Rose de Lima


ROSE DE LIMA (CHÂTILLON-SUR-SEINE, 1668-1671)

Beata Rosa
GRAVEUR NON IDENTIFIÉ
S. d. [deuxième moitié du XVIIe siècle ; 1668-1671]
Xylographie
Tr. c. : 32 x 22 cm
France, Châtillon-sur-Seine, Musée du Pays Châtillonnais, 90.2265.1 46[1].

[1] Tirage de 2004.

© Musée du Pays Châtillonnais

 

 

 

Lettre
1. En partant du coin supérieur gauche
VENEZ ROSE DV CIEL
2. Dans un phylactère partant de la bouche de l’Enfant Jésus
ROSE DE MON COEVR
3. En bas de l’image
BEATA ROSA

Image
Rose est agenouillée sur une marche devant un autel sur lequel se dresse un crucifix.
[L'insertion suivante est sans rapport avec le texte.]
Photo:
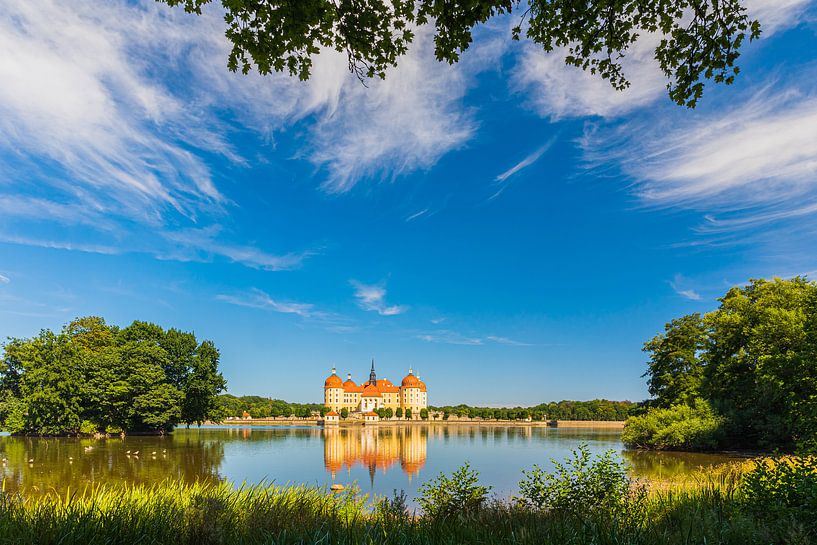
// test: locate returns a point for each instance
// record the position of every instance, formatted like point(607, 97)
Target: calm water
point(378, 459)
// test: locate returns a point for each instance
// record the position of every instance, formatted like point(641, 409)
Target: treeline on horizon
point(742, 376)
point(229, 405)
point(92, 377)
point(596, 409)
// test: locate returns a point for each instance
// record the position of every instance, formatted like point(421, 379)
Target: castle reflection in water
point(375, 448)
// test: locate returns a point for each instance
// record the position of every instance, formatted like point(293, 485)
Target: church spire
point(373, 375)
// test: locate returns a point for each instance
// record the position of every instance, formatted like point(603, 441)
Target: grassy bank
point(583, 501)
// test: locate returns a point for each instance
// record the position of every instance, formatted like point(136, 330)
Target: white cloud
point(678, 286)
point(447, 336)
point(113, 110)
point(755, 162)
point(416, 215)
point(776, 15)
point(260, 300)
point(506, 340)
point(556, 90)
point(373, 298)
point(202, 244)
point(403, 123)
point(526, 162)
point(72, 93)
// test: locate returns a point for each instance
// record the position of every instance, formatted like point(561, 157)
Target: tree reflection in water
point(39, 465)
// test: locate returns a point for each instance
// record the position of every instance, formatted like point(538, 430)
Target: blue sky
point(509, 226)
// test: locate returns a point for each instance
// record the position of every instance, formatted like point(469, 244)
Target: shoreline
point(588, 424)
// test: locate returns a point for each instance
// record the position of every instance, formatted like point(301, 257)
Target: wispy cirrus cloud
point(526, 162)
point(256, 298)
point(111, 115)
point(555, 90)
point(447, 336)
point(202, 244)
point(749, 164)
point(372, 297)
point(679, 286)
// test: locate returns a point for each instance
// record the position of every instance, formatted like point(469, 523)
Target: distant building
point(375, 394)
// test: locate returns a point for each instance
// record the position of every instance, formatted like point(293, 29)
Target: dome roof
point(410, 381)
point(371, 391)
point(333, 381)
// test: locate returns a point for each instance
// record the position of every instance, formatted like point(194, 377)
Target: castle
point(375, 394)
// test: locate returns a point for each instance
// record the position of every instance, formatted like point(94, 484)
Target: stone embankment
point(606, 424)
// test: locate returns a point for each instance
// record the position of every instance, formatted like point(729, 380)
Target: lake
point(379, 459)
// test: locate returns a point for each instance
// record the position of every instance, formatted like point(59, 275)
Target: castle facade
point(375, 394)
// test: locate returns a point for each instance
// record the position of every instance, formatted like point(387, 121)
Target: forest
point(92, 377)
point(596, 409)
point(263, 407)
point(743, 376)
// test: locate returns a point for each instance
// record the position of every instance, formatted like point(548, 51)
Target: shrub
point(776, 487)
point(680, 427)
point(87, 428)
point(581, 483)
point(457, 495)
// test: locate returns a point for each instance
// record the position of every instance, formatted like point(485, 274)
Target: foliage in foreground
point(754, 363)
point(91, 377)
point(586, 500)
point(681, 427)
point(701, 39)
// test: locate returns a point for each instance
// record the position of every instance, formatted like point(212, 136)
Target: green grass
point(586, 500)
point(202, 514)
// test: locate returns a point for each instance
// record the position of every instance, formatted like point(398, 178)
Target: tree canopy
point(596, 409)
point(748, 368)
point(699, 39)
point(91, 377)
point(263, 407)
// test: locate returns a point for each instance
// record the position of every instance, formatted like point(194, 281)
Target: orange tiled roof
point(333, 381)
point(370, 390)
point(385, 386)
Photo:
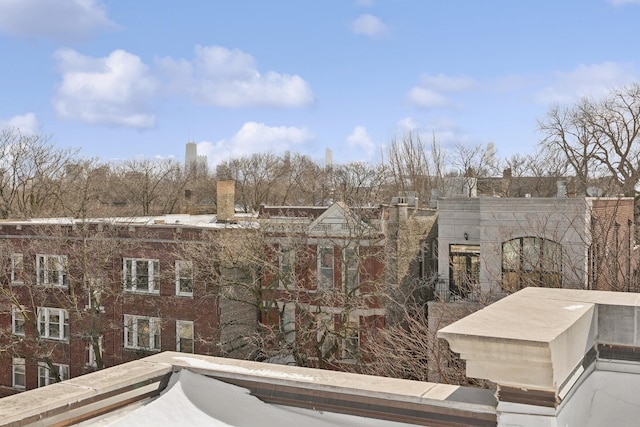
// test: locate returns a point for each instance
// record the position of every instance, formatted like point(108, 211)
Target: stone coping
point(100, 393)
point(538, 337)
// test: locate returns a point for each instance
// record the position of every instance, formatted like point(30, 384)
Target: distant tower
point(328, 158)
point(191, 155)
point(192, 160)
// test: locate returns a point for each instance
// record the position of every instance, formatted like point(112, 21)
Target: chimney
point(225, 201)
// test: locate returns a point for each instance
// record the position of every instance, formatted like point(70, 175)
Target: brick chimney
point(226, 201)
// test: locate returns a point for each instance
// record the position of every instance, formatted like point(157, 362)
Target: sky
point(123, 79)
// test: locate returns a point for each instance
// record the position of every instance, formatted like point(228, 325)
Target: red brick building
point(333, 270)
point(79, 296)
point(303, 285)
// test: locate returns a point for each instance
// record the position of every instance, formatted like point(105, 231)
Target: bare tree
point(30, 166)
point(152, 186)
point(598, 137)
point(415, 165)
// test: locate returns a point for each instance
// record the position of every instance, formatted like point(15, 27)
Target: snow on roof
point(197, 400)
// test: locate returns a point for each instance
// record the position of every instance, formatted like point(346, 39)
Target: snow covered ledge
point(540, 345)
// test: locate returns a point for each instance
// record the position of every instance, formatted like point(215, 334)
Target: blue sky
point(123, 79)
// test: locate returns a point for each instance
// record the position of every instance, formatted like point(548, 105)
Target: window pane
point(530, 253)
point(128, 273)
point(143, 333)
point(54, 324)
point(19, 373)
point(185, 337)
point(142, 275)
point(156, 334)
point(511, 255)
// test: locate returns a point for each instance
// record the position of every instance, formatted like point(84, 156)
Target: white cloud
point(58, 19)
point(623, 2)
point(445, 130)
point(369, 25)
point(229, 78)
point(361, 141)
point(591, 81)
point(113, 90)
point(433, 90)
point(255, 138)
point(406, 125)
point(26, 123)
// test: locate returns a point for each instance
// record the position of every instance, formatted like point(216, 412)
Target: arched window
point(531, 261)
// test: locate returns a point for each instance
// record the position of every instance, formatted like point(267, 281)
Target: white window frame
point(289, 323)
point(325, 324)
point(17, 317)
point(19, 368)
point(133, 336)
point(351, 329)
point(44, 373)
point(92, 360)
point(286, 265)
point(181, 266)
point(180, 324)
point(323, 251)
point(350, 272)
point(130, 278)
point(47, 329)
point(17, 268)
point(56, 264)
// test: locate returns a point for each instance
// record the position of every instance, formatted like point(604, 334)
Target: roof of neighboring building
point(186, 389)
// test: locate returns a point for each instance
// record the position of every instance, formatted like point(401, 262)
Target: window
point(184, 335)
point(325, 267)
point(17, 320)
point(141, 332)
point(51, 270)
point(288, 320)
point(53, 323)
point(141, 275)
point(17, 268)
point(286, 260)
point(326, 335)
point(184, 278)
point(464, 269)
point(93, 355)
point(531, 261)
point(351, 340)
point(19, 373)
point(48, 376)
point(350, 277)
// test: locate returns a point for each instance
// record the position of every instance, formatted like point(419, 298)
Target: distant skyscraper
point(192, 160)
point(328, 158)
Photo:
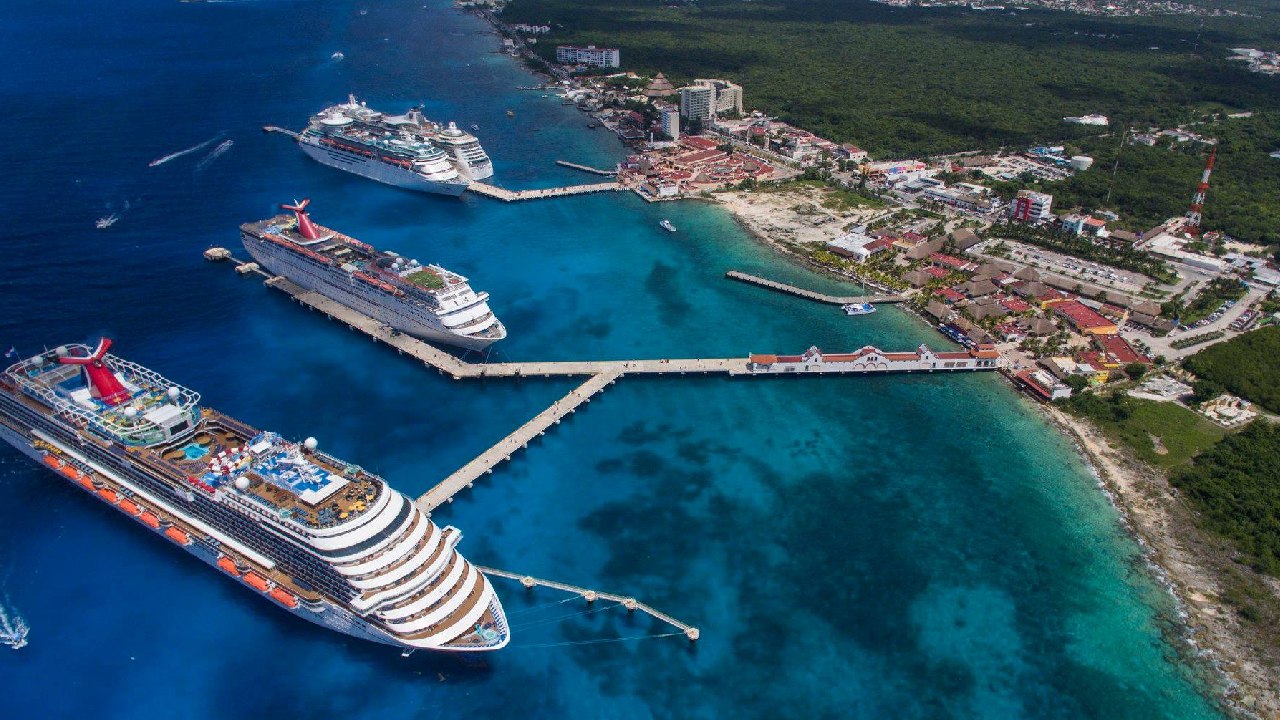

Elle est vêtue de l’habit de son Ordre (avec un sous-voile blanc), un rosaire à la ceinture une couronne d’épines métallique ceignant le front. Sur le front apparaît une rose et la bienheureuse est auréolée d’un simple cercle. Dans les bras, sur un linge, elle tient l’Enfant Jésus qui tend les bras vers son visage. Deux anges au-dessus d’elle la couronnent de roses tandis qu’un ange agenouillé dans le coin inférieur gauche tend un bouquet de fleurs tout en regardant vers le spectateur et qu’un autre s’approche d’elle par derrière, fleurs à la main. Dans le coin supérieur gauche, deux putti contemplent la scène. Le coin supérieur droit est habillé d’un rideau noué dans le bas. Le sol est un quadrillage bicolore.

États
Un seul état : France, Châtillon-sur-Seine, Musée du Pays Châtillonnais, 90.2265.1 46

Bibliographie
1996, LAURENCIN, p. 87 (Cat. 40)

Commentaire
En raison du titre donné dans le bas de l’image, « Beata Rosa », il est vraisemblable que la planche fut sculptée entre 1668 (date de la béatification de Rose) et 1671 (date de sa canonisation). Au-delà de 1671, la planche aurait inévitablement indiqué le statut de sainteté de Rose. La béatification de Rose fut l’évènement suscitant une commande.
Le musée du pays châtillonnais conserve également la matrice de l’estampe (voir ci-après). Une planche similaire se trouve dans le fond du musée Denon de Chalons-sur-Saône [voir page précédente]. La parenté entre les planches conservées au musée du châtillonnais et celles du musée Denon a déjà fait l’objet de remarques par les conservateurs, notamment par André Laurencin (voir Bibliographie). Est-ce à dire que le même sculpteur œuvra dans les deux lieux ou les estampes étaient-elles presque systématiquement reprises dans les deux centres ? Une chose est certaine, il était difficile d’effacer proprement le statut de bienheureuse de Rose sur la planche de Châtillon et cela suffit peut-être à justifier une seconde commande. De là à envisager que les commanditaires aient été les mêmes n’est qu’hypothèse gratuite.
La matrice, comme l’ensemble de la collection de matrices du Musée du pays châtillonnais provient d’un legs effectué en 1922. Monsieur Raoul Verpy en avait hérité de son oncle Monsieur Jules Baudouin qui lui-même les avait acquises, en 1875, lors d’une vente aux enchères dispersant le matériel de la maison Cornillac.

MATRICE

Beata Rosa
GRAVEUR NON IDENTIFIÉ
S. d. [deuxième moitié du XVIIe siècle ; 1668-1671]
Bois de poirier gravé
32 x 22 cm
Lieu de fabrication et d’utilisation : Chalon-sur-Saône
France, Châtillon-sur-Seine, Musée du pays châtillonnais, 922.213.1.